As we all know in our hearts and many struggle with our minds, sexuality, beyond the purpose of making babies, is an energy more than an act, creating a passion that connects us to the Universe, Godliness itself (which is why it is so threatening to some authorities and disciples). In that most powerful moment, we become One with all our partners, ourselves, the world around us, the moon, sun and stars.

All is right. All is wonderful. All is possible.

The exquisite moment of orgasm, I think we can all admit, is something so special we spend inordinate energy in the pursuit both conscious and unconscious of somehow sustaining its glory. It is unique and completely private in one sense and universal, as common and vital as blood in another. Of course, our very survival depends upon it.

In spite of all this beauty, more pain, suffering and even wars are a consequence of this urge for connection than any other cause. One could argue that the accumulation of wealth is directly related to our basic drive to be more attractive for a mate. Power, dominance, control, and fear can all be seen as attempts to overcome insecurities about being loved or not. For all of us, sexuality in healthy or twisted ways, is all about being loved.

No wonder, then as days rush toward a sharp knife being wielded to my most private of parts, I should question the nature of my wound and feel this is an opportunity to change or accept an important aspect of the way I consider myself and relate to the rest of the world.
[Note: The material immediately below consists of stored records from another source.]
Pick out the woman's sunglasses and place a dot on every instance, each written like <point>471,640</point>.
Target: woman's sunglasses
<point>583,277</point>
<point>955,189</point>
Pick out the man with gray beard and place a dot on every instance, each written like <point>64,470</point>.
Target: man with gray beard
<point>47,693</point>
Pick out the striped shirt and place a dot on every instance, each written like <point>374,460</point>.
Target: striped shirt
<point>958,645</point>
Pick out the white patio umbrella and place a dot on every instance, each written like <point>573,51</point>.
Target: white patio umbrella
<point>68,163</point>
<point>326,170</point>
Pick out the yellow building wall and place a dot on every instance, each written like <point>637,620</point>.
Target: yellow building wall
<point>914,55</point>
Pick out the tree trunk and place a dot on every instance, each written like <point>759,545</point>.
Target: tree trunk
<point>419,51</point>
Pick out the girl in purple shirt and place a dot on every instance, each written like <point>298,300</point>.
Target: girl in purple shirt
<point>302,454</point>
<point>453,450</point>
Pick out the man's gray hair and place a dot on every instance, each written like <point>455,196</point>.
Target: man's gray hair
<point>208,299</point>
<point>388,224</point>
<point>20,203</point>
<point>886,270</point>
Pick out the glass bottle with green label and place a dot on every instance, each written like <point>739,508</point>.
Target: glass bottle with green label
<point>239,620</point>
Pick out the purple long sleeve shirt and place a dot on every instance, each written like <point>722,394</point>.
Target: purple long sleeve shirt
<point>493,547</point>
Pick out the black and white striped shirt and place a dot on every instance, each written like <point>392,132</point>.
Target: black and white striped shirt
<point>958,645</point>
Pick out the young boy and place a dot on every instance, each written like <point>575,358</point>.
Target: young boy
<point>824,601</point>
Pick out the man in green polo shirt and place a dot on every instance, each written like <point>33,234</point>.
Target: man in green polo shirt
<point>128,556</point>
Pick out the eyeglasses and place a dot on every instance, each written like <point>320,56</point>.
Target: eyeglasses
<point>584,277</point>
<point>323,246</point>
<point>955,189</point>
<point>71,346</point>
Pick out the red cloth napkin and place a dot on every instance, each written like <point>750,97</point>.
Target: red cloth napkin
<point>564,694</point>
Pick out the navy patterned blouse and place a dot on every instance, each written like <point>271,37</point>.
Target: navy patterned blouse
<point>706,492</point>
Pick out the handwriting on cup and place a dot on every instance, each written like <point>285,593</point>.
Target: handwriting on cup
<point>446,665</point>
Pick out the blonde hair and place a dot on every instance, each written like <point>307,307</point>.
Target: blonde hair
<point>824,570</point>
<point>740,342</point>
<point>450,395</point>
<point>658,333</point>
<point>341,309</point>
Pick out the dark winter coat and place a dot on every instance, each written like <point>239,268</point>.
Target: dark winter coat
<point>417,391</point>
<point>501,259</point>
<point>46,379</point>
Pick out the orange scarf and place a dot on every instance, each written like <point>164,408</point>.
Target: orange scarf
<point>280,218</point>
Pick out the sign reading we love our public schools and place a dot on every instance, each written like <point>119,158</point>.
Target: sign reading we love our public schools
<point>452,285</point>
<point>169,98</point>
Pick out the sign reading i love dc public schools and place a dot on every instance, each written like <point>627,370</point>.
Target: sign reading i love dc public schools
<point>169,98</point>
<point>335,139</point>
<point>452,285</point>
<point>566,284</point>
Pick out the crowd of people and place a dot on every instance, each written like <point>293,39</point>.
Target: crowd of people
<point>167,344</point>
If I am too afraid to share this with whomever cares to listen, I might be too afraid to fully embrace the love that surrounds me daily and is perpetually available.

Please share with your friends

2 comments:

Colette said...

Or ... it could be just a clumsy accident with no significance other than the fact that clumsy accidents just happen. :)
Good luck with your surgery - whatever happens you will still be who you are.

Beth said...

Embracing Your sexuality no matter what has happened and is happening is so important and you are doing that! See yourself whole no matter what Kip--exitement at your coming surgery and all that it means to you.